The Pickle-Lover’s Potato Salad (Wizard Pickles Do the Heavy Lifting)

The Pickle-Lover’s Potato Salad (Wizard Pickles Do the Heavy Lifting)

Most potato salads are a beige apology. This one arrives with an argument: potatoes love vinegar, mayonnaise loves acidity, and there is a jar in your fridge holding both — plus crunch.

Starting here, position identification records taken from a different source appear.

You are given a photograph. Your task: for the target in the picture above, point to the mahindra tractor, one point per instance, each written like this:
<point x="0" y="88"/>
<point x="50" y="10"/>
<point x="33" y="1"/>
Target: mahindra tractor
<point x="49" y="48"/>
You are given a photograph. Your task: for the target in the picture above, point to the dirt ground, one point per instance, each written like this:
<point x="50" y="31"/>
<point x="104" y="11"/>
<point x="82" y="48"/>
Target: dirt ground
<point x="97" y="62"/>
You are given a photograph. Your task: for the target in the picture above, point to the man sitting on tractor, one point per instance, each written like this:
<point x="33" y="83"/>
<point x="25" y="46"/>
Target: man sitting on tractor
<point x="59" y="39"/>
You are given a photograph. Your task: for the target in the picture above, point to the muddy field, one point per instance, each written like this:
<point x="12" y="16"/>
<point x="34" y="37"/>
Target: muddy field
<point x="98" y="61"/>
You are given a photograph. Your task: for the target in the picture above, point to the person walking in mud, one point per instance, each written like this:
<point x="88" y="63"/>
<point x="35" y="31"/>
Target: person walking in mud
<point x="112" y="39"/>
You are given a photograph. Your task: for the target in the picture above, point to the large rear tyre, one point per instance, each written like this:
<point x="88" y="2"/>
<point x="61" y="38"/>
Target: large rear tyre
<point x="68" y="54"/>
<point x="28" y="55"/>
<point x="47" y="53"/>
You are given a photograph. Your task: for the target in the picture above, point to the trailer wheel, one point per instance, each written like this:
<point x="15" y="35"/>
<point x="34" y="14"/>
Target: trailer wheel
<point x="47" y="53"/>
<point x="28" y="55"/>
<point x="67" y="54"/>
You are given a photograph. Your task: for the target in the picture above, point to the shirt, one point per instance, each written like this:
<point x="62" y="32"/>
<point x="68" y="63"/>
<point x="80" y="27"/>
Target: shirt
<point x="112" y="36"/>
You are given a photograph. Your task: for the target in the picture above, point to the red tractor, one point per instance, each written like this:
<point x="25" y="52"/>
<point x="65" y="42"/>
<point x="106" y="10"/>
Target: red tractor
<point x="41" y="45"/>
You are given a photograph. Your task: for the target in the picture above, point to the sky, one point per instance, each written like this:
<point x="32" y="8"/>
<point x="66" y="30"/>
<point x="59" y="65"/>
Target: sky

Keating & Co wizard pickles work double shifts here. The pickles get chopped through the salad for snap, and their brine gets splashed over the potatoes while they’re still warm, so the seasoning soaks all the way in instead of sitting on top. That one move is the difference between a side dish and the first bowl emptied at the barbecue.

What you need

  • 1 kg chat potatoes, halved
  • Half a jar of wizard pickles, roughly chopped, plus 3 tbsp of the brine
  • 200 g whole-egg mayonnaise
  • 1 tbsp Dijon mustard
  • 2 spring onions, finely sliced
  • A small handful of dill, chopped
  • 2 eggs, hard-boiled and quartered (optional, but correct)

Method

  1. Boil the potatoes in well-salted water for 12–15 minutes, until just tender. Drain well.
  2. Spread them on a tray and splash 2 tablespoons of the pickle brine over while they’re hot. Let them drink it in as they cool to room temperature.
  3. Whisk the mayonnaise, mustard and the remaining tablespoon of brine into a loose dressing.
  4. Fold the potatoes, chopped pickles, spring onion and most of the dill through the dressing. Season with black pepper — the brine has the salt covered.
  5. Top with the eggs and the last of the dill. Chill for 30 minutes if the barbecue can wait; it’s better for it.

A few notes from repeated testing. Waxy potatoes hold their shape and drink the brine best — save the floury ones for mash. Make it the morning of the barbecue rather than the night before, so the pickles keep their snap and the dill stays bright. And if the salad is travelling, carry a last spoonful of brine with you and freshen the bowl just before serving; it wakes the whole thing up again.

Heat-seekers can chop a few sweet pickled jalapeños in alongside the pickles. And since the barbecue is already lit, the rest of the Keating & Co shelf would like a word with your sausages.